A Plea to ASPPH

Dear ASPPH (Association of Schools and Programs of Public Health),

As a proud graduate student at one of your accredited invitations (Bear Down MEZCOPH), I love the “This is Public Health” campaign. Stickers in both Spanish/English grace my planner and this laptop.

I do not lie...

I do not lie…although the Spanish one has seen better days.

However I have a request, I noticed that on your the research page under the sticker tab the only South African languages represented are English and Afrikaans. The language spoken by most of the population, isiZulu, is not.
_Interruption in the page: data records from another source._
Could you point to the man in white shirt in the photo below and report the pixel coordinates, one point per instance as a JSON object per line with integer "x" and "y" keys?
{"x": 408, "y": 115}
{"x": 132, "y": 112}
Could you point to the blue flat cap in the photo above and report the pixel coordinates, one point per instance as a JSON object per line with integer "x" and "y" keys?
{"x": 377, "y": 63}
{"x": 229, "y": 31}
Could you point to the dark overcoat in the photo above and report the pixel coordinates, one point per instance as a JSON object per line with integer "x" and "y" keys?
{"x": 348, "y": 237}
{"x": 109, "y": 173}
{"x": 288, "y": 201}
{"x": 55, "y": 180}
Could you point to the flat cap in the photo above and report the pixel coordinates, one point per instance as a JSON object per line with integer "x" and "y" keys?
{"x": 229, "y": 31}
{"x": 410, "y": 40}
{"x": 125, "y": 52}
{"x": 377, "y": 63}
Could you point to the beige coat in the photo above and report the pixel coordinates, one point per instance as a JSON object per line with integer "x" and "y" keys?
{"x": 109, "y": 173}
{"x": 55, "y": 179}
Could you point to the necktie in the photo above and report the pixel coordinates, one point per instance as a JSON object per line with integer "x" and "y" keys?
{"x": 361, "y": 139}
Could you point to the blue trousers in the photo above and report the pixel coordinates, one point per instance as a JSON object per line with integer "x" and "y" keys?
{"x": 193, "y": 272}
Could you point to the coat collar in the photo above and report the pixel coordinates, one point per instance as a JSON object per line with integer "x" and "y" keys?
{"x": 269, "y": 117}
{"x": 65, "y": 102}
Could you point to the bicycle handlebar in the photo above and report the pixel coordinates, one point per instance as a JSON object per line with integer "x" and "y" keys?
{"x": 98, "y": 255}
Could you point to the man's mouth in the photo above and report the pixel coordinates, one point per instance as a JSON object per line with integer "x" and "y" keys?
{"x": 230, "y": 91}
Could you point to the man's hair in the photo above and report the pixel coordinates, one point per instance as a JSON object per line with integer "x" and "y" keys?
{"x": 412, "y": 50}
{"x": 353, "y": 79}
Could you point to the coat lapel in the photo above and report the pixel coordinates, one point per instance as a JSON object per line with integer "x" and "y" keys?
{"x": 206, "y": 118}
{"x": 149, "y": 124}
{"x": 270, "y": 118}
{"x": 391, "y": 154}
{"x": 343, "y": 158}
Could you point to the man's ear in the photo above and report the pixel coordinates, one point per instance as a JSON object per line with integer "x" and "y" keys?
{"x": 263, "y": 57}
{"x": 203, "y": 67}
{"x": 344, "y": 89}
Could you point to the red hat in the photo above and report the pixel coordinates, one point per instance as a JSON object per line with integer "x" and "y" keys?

I may be biased as a PCV in amaZulu tribal authority, but having Afrikaans without any of the indigenous languages does not sit right with me.

I do not believe that anyone was malicious with the decision, and with 11 official languages in South Africa alone it is hard create stickers for every language group. Before moving to South Africa, I would have assumed that Afrikaans would be sufficient. To be fair there are many people in South Africa, my 90 year old host gogo/grandmother in Mpumalanga for example, who only know Afrikaans. Honestly until I moved to South Africa and familiarized myself with the history, I would have assumed this is okay. I want to use this as a teachable moment.

In 1953, the South African government under apartheid rule established the Bantu Education Act. The whole purpose of this act was to control access to education for all races in South Africa in order for the Whites to maintain power. Blacks were provided with “an education designed to provide them with skills to serve their own people in the Bantustan ‘homelands’ or to work in manual labor jobs under white control.” There is blatant evidence that the government initiated education during apartheid was inadequate. This full impact of this act continues to instigate the blatant economic disparities present in South Africa. However one of the most horrific acts of violence during apartheid rule, the June 16, 1976 Soweto uprising same event the National Holiday Youth Day originated from, was triggered in part because the government decided to intensify Bantu education by making Afrikaans a primary language of instruction. It is estimated hundreds of learners/students were killed in the Soweto uprising, but statistics from that time period are inaccurate.

Afrikaans is a part of South African culture, and in order to meet South Africa where they are at, it is appropriate for ASSPH to have an Afrikaans “This is Public Health” sticjer. What I am asking is an isiZulu sticker on the website as well (and maybe a Tswana one as well to represent the Sotho-Tswana language family) . There are 4 Kenyan languages featured, I think there can be two more South African language stickers one for each Bantu language family present in the country. In the last South African 2011 census, the most prevalent 1st language was isiZulu spoke by 22.7% of the population, followed by Xhosa at 16.0%, and then Afrikaans at 13.5%. Both isiZulu and Xhosa are from the same language family (Nguni) and even with the differences native speakers can understand both languages.

It may seem ridiculous to type a 2 page plea over a sticker. However I love my field, and see how public health improves lives. The province I live in, KwaZulu-Natal is ground zero for public health especially with HIV/AIDS and tuberculosis. When I think about what epitomizes public health, I see my home based carers. They are the ones preventing further illness and helping their communities live fully with HIV/AIDS. Maybe the international community disagrees with the effectiveness of Home Based Care, but these individuals are public health. I cannot help but think that they would view these stickers only in Afrikaans as a slap in the face with the history. Someday I would like to show their value and how they contribute to the public health field with these stickers (and if I can order them please let me know…I will pay). However they do not understand English well, if I had an isiZulu sticker as well they could have a brief language lesson as well.

Afterall, Nelson Mandela said it best:

“If you talk to a man in a language he understands, that goes to his head. If you talk to him in his language, that goes to his heart.”

“Uma ukhuluma nomuntu ngolimi aluqondayo, uyakuzwa. Uma ukhuluma naye ngolimi lwakhe, lokho kugxila enhliziyweni yakhe.”

Ngiyabonga, Ke a leboga, Dankie, Thank you for listening and the consideration.

Katey Redmond PCV South Africa
Community HIV/AIDS Outreach Project, 2015-2017
MPH student, Family and Child Health, Global Health Option,
Mel and Enid Zuckerman College of Public Health, University of Arizona

PS: ASSPH did not have an contact e-mail so I did not send an e-mail. I just wanted to respectfully share my thoughts (but if anyone would like to send this on my behalf, you have my consent).
Here is a rough (it has been a scramble to get my site in order) representation of what an isiZulu sticker would look like:


Because Impilo Kawonkewonke sounds  livelier than Public Health

Sorry that I did not have the time to research a Tswana translation.